PRODUTOS TECNOLÓGICOS VESTÍVEIS farão parte da estratégia de relacionamento entre marcas, serviços e consumidores

A tecnologia sempre teve um papel importante dentro da indústria do varejo da moda, começando pela descoberta de novos tecidos e materiais e indo até o intercâmbio eletrônico de dados e tecnologia just-in-time para a reposição de produtos. Softwares permitem maior flexibilidade na experimentação, sem cortar tecidos ou gastar muito dinheiro em uma amostra de produto. A impressora 3D está se tornando cada vez mais acessível e o comércio eletrônico está em pleno desenvolvimento. Inovações em tecidos e materiais são relevantes há muito tempo, pois a moda está sempre buscando fazer algo que se adapte melhor ao estilo de vida da época. Isso deve seguir sendo pesquisado, pois os avanços podem ser impressionantes. Como exemplo, temos a invenção do nylon, na primeira metade do século 20, que permitiu que a Dupont desenvolvesse a lycra, em 1958, material usado em meias-calças. Este avanço abriu caminho para a revolução da minissaia, na década de 1960.

As primeiras revoluções industriais aproveitaram a água, o vapor e a energia elétrica para mecanizar a confecção de vestuário, desafiando o sistema tradicional de produção artesanal. Em meados do século 20, uma terceira revolução industrial – relativa à introdução da tecnologia da informação e análise de dados – mudou radicalmente o negócio da moda, forçando a indústria a repensar o seu sistema face à era das redes sociais.


Na Thesis Couture, tecnologia une conforto de um esportivo com o design mais arrojado

Há alguns séculos, o feito à mão foi elevado ao mesmo status das Artes e Ciências, e está associado ao luxo. Já a tecnologia está atrelada ao progresso, ao futuro, à desumanização. Porém, isto está mudando. Ao mesmo tempo, a cultura maker, o fazer com as mãos, é uma extensão do Faça-Você-Mesmo – Do-It-Yourself – e está ganhando cada vez mais força.
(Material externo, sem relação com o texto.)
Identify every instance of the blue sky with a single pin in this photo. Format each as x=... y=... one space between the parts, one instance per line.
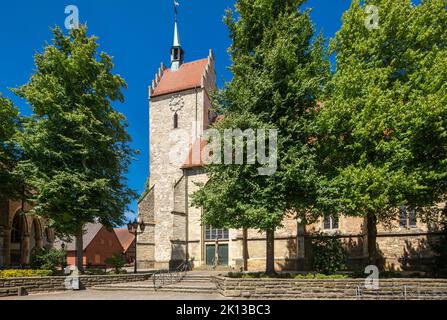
x=138 y=34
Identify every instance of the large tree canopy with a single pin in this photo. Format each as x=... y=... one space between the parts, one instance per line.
x=10 y=183
x=279 y=69
x=76 y=143
x=383 y=138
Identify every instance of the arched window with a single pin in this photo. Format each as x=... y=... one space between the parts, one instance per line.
x=175 y=120
x=16 y=231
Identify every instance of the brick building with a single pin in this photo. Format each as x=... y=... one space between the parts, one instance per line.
x=128 y=243
x=179 y=104
x=99 y=244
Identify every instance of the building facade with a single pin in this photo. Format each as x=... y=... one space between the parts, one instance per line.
x=21 y=234
x=179 y=104
x=99 y=244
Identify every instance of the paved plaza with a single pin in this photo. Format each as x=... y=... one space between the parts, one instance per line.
x=118 y=295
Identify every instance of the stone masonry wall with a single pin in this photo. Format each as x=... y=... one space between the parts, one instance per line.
x=330 y=289
x=8 y=286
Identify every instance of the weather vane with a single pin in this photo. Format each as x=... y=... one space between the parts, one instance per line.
x=176 y=5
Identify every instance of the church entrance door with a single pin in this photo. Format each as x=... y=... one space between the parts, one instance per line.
x=211 y=254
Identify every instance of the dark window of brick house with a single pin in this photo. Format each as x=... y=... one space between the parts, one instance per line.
x=330 y=223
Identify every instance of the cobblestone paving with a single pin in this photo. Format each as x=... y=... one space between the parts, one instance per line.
x=118 y=295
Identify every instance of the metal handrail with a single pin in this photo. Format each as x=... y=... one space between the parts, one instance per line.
x=406 y=292
x=170 y=277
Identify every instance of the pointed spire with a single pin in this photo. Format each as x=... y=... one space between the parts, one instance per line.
x=176 y=35
x=177 y=53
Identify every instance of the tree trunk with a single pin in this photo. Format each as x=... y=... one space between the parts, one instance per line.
x=372 y=238
x=80 y=249
x=245 y=248
x=270 y=258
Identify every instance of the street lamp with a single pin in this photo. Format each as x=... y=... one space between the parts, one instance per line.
x=133 y=229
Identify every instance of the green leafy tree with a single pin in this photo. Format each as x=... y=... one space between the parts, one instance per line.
x=76 y=143
x=279 y=69
x=49 y=259
x=11 y=183
x=383 y=138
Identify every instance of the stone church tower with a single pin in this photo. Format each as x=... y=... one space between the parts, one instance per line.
x=179 y=113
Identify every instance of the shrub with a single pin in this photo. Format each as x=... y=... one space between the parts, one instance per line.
x=329 y=256
x=49 y=259
x=117 y=262
x=25 y=273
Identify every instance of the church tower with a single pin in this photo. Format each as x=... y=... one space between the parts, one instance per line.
x=179 y=113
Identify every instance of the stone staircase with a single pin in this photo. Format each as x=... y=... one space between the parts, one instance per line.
x=193 y=283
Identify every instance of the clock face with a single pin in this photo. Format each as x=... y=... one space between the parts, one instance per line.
x=176 y=104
Este movimento defende que qualquer pessoa pode fabricar, consertar e alterar objetos e projetos com suas próprias mãos.


Exposição no MET de Nova York explora como os designers conciliam o feito à mão e o feito a máquina na criação da alta-costura e ready-to-wear

QUARTA REVOLUÇÃO 

A quarta revolução industrial já começou e é alavancada por inovações físicas, digitais e biológicas, como a impressão 3D, inteligência artificial, Internet das Coisas e avanços significativos nos biomateriais. Ela está impulsionando uma nova mudança na economia, que terá grandes implicações na indústria da moda. Hoje em dia, os wearables – tradução literal: usável ou vestível –, produtos tecnológicos vestíveis, em sua maioria são representados por relógios, como o Apple Watch, e em peças esportivas que monitoram a saúde/atividade física dos usuários. Mas isso é apenas o começo. No futuro, roupas e acessórios poderão adaptar-se a mudanças de temperatura, trocar de cor e textura ou armazenar energia como uma bateria.

E você pode estar se perguntando o que isto tem a ver com comunicação? 

Estas novas interfaces e ferramentas de interação mudarão a forma como nos comunicamos entre nós e entre objetos, introduzindo novas formas de indivíduos se relacionarem com tecnologia. Haverá uma reconfiguração social, cognitiva e sensorial, que influenciará os processos de comunicação e consumo, e este contexto permitirá que empresas consolidem vínculos por meio de novas linhas de produtos com várias funcionalidades. Em outras palavras, os wearables farão parte da estratégia de relacionamento entre marcas, serviços e consumidores. Concluindo, tudo leva a crer que as agências de comunicação do futuro desenvolverão sistemas e produtos, além da estratégia. Em qual século a sua marca vai apostar?